Trucking in 2021 Compared to 2020

There’s been a greater level of national attention to the trucking industry, and that’s set to continue through 2020. Starting in September of 2019, a proportion of truckers became newly eligible for overtime pay, which is especially helpful for owner-operators at the bottom of the pay scale. The President’s pro-infrastructure budget comes at a time when he’s receiving backlash for disallowing the Department of Homeland Security from enrolling or re-enrolling New York residents in Global Entry, which impacts the truckers in the state who carried low-risk shipments across the Canadian and Mexican borders. This issue is still ongoing, and New York intends to sue the DHS over the policy. Trump issued an executive order on February 12 that calls for the protection of GPS services, which presents primarily as a security-based solution, but will again promote spending in the trucking industry.
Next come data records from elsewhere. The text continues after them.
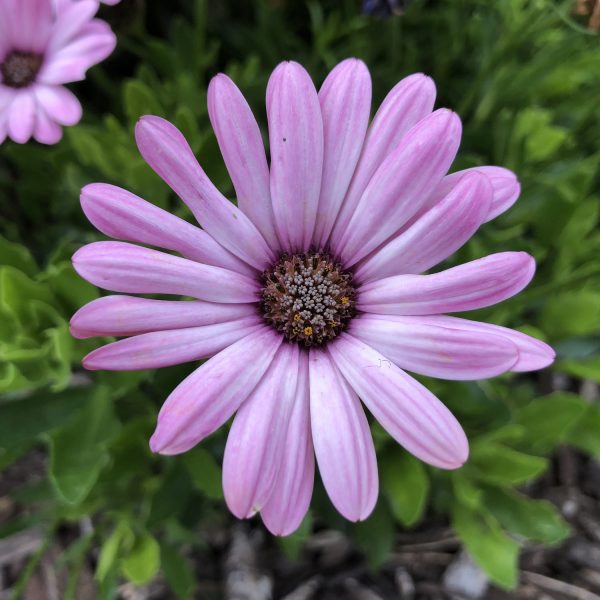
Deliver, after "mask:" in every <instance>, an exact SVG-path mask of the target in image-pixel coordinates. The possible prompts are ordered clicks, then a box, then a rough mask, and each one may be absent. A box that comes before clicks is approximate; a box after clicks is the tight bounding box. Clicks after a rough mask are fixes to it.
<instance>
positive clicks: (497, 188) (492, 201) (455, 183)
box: [421, 166, 521, 222]
mask: <svg viewBox="0 0 600 600" xmlns="http://www.w3.org/2000/svg"><path fill="white" fill-rule="evenodd" d="M473 172H478V173H483V175H485V176H486V177H487V178H488V179H489V180H490V183H491V184H492V189H493V191H494V193H493V197H492V203H491V205H490V208H489V211H488V214H487V216H486V218H485V222H487V221H491V220H492V219H495V218H496V217H497V216H499V215H501V214H502V213H503V212H505V211H507V210H508V209H509V208H510V207H511V206H512V205H513V204H514V203H515V202H516V201H517V198H518V197H519V194H520V193H521V186H520V185H519V180H518V179H517V176H516V175H515V174H514V173H513V172H512V171H509V170H508V169H505V168H504V167H493V166H488V167H473V168H471V169H464V170H463V171H457V172H456V173H452V174H451V175H447V176H446V177H444V179H442V182H441V183H440V185H439V186H438V187H437V189H436V190H435V191H434V193H433V194H432V195H431V197H430V198H429V199H428V200H427V202H426V203H425V206H424V207H423V208H422V209H421V213H423V212H425V211H427V210H429V209H430V208H431V207H432V206H435V205H436V204H437V203H438V202H439V201H440V200H441V199H442V198H444V196H445V195H446V194H448V193H449V192H450V191H451V190H452V189H453V188H454V186H456V184H457V183H458V182H459V181H460V180H461V179H462V177H463V176H464V175H465V174H467V173H473Z"/></svg>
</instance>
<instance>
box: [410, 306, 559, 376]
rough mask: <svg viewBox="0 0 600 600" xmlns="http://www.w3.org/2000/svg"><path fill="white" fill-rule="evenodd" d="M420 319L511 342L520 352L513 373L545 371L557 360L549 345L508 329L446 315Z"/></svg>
mask: <svg viewBox="0 0 600 600" xmlns="http://www.w3.org/2000/svg"><path fill="white" fill-rule="evenodd" d="M419 319H420V320H422V321H423V322H425V323H428V324H431V325H435V326H440V327H447V328H451V329H456V330H458V331H468V332H478V333H484V334H492V335H495V336H501V337H503V338H505V339H507V340H510V342H512V343H513V344H514V345H515V346H516V347H517V349H518V350H519V359H518V360H517V362H516V364H514V365H513V366H512V368H511V371H514V372H517V373H520V372H524V371H537V370H539V369H544V368H545V367H547V366H548V365H551V364H552V363H553V362H554V359H555V358H556V353H555V352H554V350H553V349H552V348H551V347H550V346H548V344H545V343H544V342H542V341H541V340H538V339H536V338H534V337H531V336H530V335H526V334H524V333H521V332H520V331H516V330H514V329H509V328H508V327H501V326H500V325H492V324H491V323H480V322H478V321H469V320H468V319H459V318H457V317H447V316H444V315H437V316H431V317H419Z"/></svg>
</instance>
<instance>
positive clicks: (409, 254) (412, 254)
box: [355, 172, 492, 282]
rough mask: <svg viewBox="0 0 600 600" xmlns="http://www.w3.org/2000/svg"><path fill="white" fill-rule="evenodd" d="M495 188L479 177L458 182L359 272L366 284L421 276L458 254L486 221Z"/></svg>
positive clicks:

There were GPS disruptions in maritime shipping in the Mediterranean last year, which has prompted concern over such disruptions taking place on domestic soil— something that could cost billions according to a study by the Department of Commerce.

Overall, the budget proposal indicates a greater level of care for truck drivers in America, with more straightforward benefits than the policies that are shaping 2020. With the worries regarding California’s gig economy bill AB 5 finally diminishing in result of a judge’s ruling, and the DoT having overturned trucker-specific work regulations, it seems like truckers might finally get a break when it comes to adjusting to new regulations.

How Does New Infrastructure Affect Truck Drivers?

Semi-Truck driving is a growing industry according to the National Bureau of Labor Statistics, and there are billions of dollars invested in trucking logistics every year, meaning that there’s a lot of money to be made in terms of getting trucks to their destination as efficiently as possible. Infrastructure improvements can result in a reduction of traffic and hazard-based braking, which increases time efficiency and lowers the fuel cost for fixed-distance trips. Much of the Trump administration’s efforts have been devoted to shaping trade in America, with the hopes of increasing interstate trading. This will continually affect the traffic distribution of semi-trailer trucks across America, which means that certain infrastructure bottlenecks may become more noticeable as trade routes continue to be affected.

Truck parking is a relatively inexpensive infrastructure upgrade, and $50 million could go a long way in terms of increasing frequency of truck stops on an owner-operator’s route. This obviously contributes to an increased level of comfort and convenience for truck drivers across America, and freight companies might see the infrastructure changes as a green-light to expand. In general, the freight industry appears to be moving at an upswing, and there aren’t many indicators that the livelihoods of owner-operators won’t increase through 2021.